Further study of basin structure and facies evolution is necessary and ongoing, particularly in relation to linking the analyzed sites here to the wider outcrop belt. For example, a previously described “mass-flow” facies (Gehling and Droser 2013) was not recognized in this study, but matches the ball-and-pillow structures described in our Facies 4 (Fig. 12A, B, G) (Gehling and Droser 2013). This mass-flow facies reportedly includes out of situ Nasepia, Pteridinium, and Rangea (Gehling and Droser 2013; Laflamme et al. 2018), in addition to detached, folded and stretched Dickinsonia, deformation of which is suggested to have occurred during transportation (Evans et al. 2019). The apparent correlation of deformed horizons between the studied sites here suggests that deformation occurred shortly after deposition, and might have had a seismic trigger (Fig. 23) (e.g., Davies et al. 2005; Owen et al. 2011). However, we are not presently able to determine if this correlation can be extrapolated to the Nilpena site from which the mass-flow facies is most commonly described (Gehling and Droser 2013; Tarhan et al. 2017; Evans et al. 2019). Whilst some fossils at that location have evidently undergone transportation from their life position (Gehling and Droser 2013; Laflamme et al. 2018; Evans et al. 2019), the proposed sub-storm-wave base canyon model for the mass flow events (Gehling and Droser 2013; Tarhan et al. 2017; Droser et al. 2019) is difficult to reconcile with the sequence-stratigraphic framework suggested here. As the sudden liquefaction of large masses of sand is a common phenomenon in a number of paralic environments (e.g., Lowe and Guy 2000; Van den Berg et al. 2002), it is possible that any mass-flow events preserved across the outcrop belt also occurred at more reduced water depths, a speculation that requires future testing.

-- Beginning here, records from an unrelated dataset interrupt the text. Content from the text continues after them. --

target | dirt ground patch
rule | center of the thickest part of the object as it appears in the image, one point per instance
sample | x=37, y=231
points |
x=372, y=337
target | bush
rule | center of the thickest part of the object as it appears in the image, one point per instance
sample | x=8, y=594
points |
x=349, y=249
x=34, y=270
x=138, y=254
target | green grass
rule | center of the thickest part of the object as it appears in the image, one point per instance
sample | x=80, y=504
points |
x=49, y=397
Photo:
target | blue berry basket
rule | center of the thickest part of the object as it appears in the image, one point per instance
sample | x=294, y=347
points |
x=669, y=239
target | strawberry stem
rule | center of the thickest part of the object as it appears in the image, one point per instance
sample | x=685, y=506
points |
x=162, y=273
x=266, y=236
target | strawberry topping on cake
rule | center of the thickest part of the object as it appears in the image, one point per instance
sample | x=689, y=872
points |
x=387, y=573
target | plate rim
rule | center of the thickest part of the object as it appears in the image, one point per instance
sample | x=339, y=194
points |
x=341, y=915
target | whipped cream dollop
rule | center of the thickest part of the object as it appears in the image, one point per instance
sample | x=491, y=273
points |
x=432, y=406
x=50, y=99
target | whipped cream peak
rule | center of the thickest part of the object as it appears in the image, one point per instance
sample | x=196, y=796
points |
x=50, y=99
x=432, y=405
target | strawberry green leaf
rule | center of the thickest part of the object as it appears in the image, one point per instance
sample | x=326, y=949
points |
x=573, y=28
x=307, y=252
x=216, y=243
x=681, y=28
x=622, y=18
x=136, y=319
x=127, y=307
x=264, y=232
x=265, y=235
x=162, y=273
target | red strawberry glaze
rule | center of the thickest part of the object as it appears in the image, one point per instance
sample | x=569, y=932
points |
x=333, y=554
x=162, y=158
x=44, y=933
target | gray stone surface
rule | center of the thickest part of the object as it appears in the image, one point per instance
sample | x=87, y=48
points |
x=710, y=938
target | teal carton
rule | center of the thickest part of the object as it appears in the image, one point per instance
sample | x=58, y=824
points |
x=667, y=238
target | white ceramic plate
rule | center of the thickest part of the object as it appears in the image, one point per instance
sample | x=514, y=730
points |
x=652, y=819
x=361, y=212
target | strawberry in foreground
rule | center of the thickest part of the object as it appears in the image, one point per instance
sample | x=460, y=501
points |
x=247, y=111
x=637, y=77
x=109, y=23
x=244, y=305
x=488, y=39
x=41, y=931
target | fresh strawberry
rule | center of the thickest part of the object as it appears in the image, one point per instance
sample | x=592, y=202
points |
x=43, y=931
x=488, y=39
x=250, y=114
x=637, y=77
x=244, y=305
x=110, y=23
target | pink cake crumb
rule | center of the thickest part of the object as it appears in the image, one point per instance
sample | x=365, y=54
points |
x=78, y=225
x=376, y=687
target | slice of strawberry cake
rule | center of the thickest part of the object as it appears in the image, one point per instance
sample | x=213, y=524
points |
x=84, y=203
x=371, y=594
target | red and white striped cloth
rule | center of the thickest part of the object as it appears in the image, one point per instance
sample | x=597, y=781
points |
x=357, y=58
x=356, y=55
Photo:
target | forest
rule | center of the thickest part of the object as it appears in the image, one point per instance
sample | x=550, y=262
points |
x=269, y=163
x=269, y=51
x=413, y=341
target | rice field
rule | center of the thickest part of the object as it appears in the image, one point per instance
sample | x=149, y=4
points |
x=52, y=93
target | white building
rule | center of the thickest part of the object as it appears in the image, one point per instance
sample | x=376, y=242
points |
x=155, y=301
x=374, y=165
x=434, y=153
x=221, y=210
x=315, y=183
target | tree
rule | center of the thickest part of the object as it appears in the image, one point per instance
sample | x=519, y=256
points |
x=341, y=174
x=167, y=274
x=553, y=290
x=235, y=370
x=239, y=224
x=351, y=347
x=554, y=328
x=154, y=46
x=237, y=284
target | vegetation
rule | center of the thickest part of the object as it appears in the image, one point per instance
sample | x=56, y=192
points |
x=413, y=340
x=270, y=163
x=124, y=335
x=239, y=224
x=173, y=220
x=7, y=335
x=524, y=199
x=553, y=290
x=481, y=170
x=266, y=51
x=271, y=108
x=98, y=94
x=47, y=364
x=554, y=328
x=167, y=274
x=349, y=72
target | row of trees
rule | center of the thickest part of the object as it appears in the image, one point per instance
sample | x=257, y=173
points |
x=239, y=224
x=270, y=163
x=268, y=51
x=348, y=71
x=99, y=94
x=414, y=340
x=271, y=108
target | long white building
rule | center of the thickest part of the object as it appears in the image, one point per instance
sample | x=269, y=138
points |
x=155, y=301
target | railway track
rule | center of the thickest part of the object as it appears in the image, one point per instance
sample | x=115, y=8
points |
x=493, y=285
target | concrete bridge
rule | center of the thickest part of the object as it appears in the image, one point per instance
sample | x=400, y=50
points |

Other revisions to particular sedimentary facies in this study also provide a more parsimonious regional sequence stratigraphic model for Rawnsley Quartzite deposition (Fig. 23). For example, Reid et al. (2020, p. 333) highlighted that the deposition of their “CLS” facies (formerly sheet flow; Gehling and Droser 2013) in settings beneath maximum wave base did “not account for the rapid base level fluctuations required to increase water depth sufficiently” to enable deposition of their intercalated shallow marine facies (their CS, ORS, and CFRS). Our revised interpretation of CLS as a lower-shoreface deposit (Facies 5) readily accounts for its centimeter-scale intercalation with other shallow-marine deposits.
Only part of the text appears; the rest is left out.